Why This Comedian Calls Himself the Israeli John Belushi
by Alan Zeitlin
Raanan Hershberg said that when he’s on the comedy stage, he will offend both political parties, and be very good at it.
On “The Tonight Show” starring Jimmy Fallon, the Jewish comedian, and Queens, New York resident, noted some facts of life.
“Once you turn 75 in America, you do not have a lot of options,” he said on the show. “You really don’t. You can either be put into a nursing home, or run every aspect of government.”
In his YouTube special, “Jokes From The Underground,” filmed at The Comedy Cellar, he said that Fox News Channel playing suspenseful music while talking about rising Covid numbers was insensitive. He also said a Fox News report claimed that the new vaccines could turn someone Jewish.
With clever wordplay and a George Costanza-like cadence at times, Hershberg will have you laughing.
He hails from Louisville, Kentucky, and is a fan of the University of Louisville’s basketball team, the Cardinals. He performs at clubs all across the country, and said at one show, someone yelled “Heil Hitler.”
How did he get into standup comedy?
“I was writing screenplays and I wasn’t having success,” he said in an interview. “I had some problems with drugs and alcohol, and I kind of fell into [comedy]. I think a lot of people who hit rock bottom go into comedy. But I realized I can do a much better show when I’m sober, so I worked hard and steadily improved.”
He often jokes about his overprotective mother.
“My mom is such a Jewish stereotype that if she was in a movie just being herself, people in the audience would get offended,” he said in the special, adding that they would think it’s an antisemitic portrayal.
He said she hinted that he gained weight during the pandemic by saying: “So I see you’ve gained weight during the pandemic.”
He said he realizes his mom could pass away soon, but that doesn’t stop him from trying to get off the phone with her as soon as possible because she nags him.
Talking about current events, he said, “Rudolph Giulian got brought down by Borat, a fictional character … that’s like if Austin Powers arrested Mike Pence,” he said in the special. “There was a coup on the capital that looked like if the French revolution was re-enacted by Carnal Cruise passengers.”
He also said Ukrainians are so tough, “even their Jewish comedians will fight to the death.”

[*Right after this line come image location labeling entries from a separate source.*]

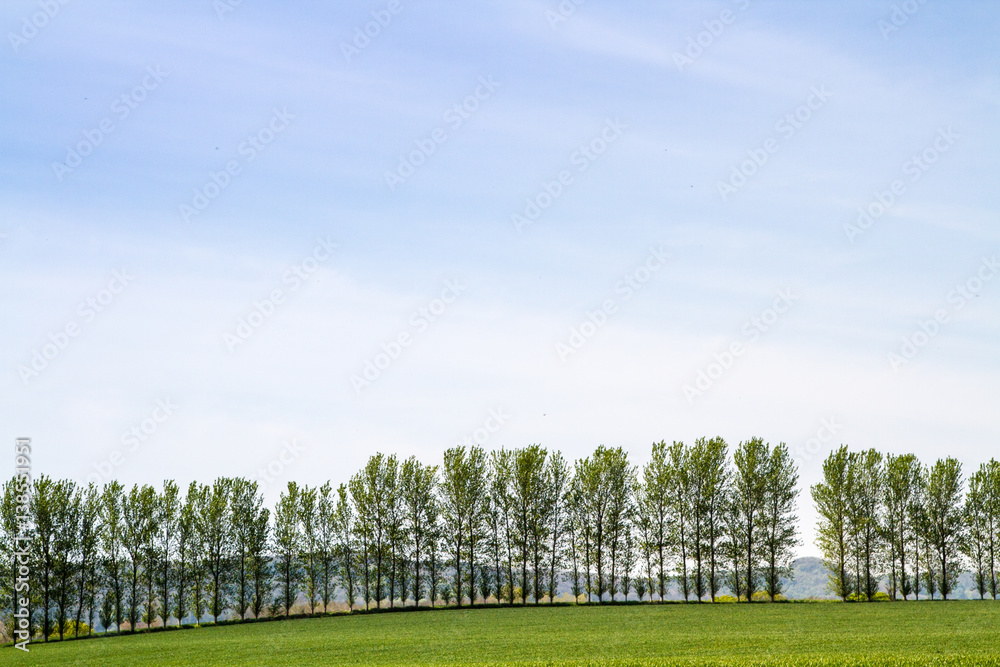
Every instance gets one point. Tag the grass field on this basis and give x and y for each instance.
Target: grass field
(941, 633)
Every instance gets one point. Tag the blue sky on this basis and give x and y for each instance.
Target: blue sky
(825, 108)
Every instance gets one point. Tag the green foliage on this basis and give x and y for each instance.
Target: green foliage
(955, 634)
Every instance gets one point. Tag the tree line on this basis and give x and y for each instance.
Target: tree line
(890, 520)
(506, 526)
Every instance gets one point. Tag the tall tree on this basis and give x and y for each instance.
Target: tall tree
(374, 490)
(992, 501)
(309, 545)
(976, 543)
(946, 526)
(138, 519)
(287, 545)
(498, 523)
(751, 459)
(714, 472)
(245, 506)
(557, 480)
(45, 519)
(462, 485)
(216, 518)
(327, 542)
(832, 498)
(66, 501)
(530, 510)
(168, 511)
(346, 552)
(655, 505)
(681, 507)
(619, 478)
(417, 485)
(865, 520)
(112, 546)
(902, 476)
(187, 551)
(89, 545)
(779, 519)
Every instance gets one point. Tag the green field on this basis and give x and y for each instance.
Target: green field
(951, 633)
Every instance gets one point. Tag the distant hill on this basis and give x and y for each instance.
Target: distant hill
(811, 576)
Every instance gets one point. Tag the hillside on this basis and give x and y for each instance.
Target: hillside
(962, 633)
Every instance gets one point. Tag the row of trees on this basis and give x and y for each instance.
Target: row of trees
(890, 519)
(508, 526)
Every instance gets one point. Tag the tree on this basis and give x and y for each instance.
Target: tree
(138, 519)
(620, 481)
(44, 515)
(918, 520)
(245, 506)
(498, 521)
(326, 541)
(66, 502)
(976, 543)
(712, 469)
(88, 545)
(654, 505)
(557, 479)
(187, 551)
(216, 521)
(902, 477)
(946, 526)
(287, 544)
(345, 540)
(779, 519)
(681, 506)
(111, 501)
(462, 490)
(417, 485)
(752, 460)
(865, 520)
(990, 473)
(374, 490)
(832, 497)
(530, 512)
(168, 510)
(310, 545)
(261, 569)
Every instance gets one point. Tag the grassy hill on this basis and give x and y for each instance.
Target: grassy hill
(925, 633)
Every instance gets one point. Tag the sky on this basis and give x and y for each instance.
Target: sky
(270, 240)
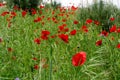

He said that in the South, people call him Ron, because they can’t pronounce his first name. He also said that having a career in comedy is tough, because the goalposts are always moved.
“It’s really hard to be okay with where you’re at,” he said. “You always want more and more, and want to get a bigger crowd and a better special.”
In his special, he said that people know he is Jewish and always ask him his political opinion about the Israeli-Palestinian conflict. He said his peace plan would be one word: shorts.
He said he would tell the extreme factions on both sides what they both have in common.
“You both are very overdressed for the dessert,” he quipped.
He said that people complain, sometimes correctly, about cancel culture in America, but noted that “in other countries, you can get arrested or worse.” He said he has overcome nerves and anxiety and is confident in his performance ability.
His self-deprecating humor is highly impressive, and he gets better as his sets go on.
As for his future, he said he is working on his next hour of material.
“I’m not dying to act in films,” he said. “If it happens, it happens, but I am focusing on my bits.”
The author is a writer based in New York.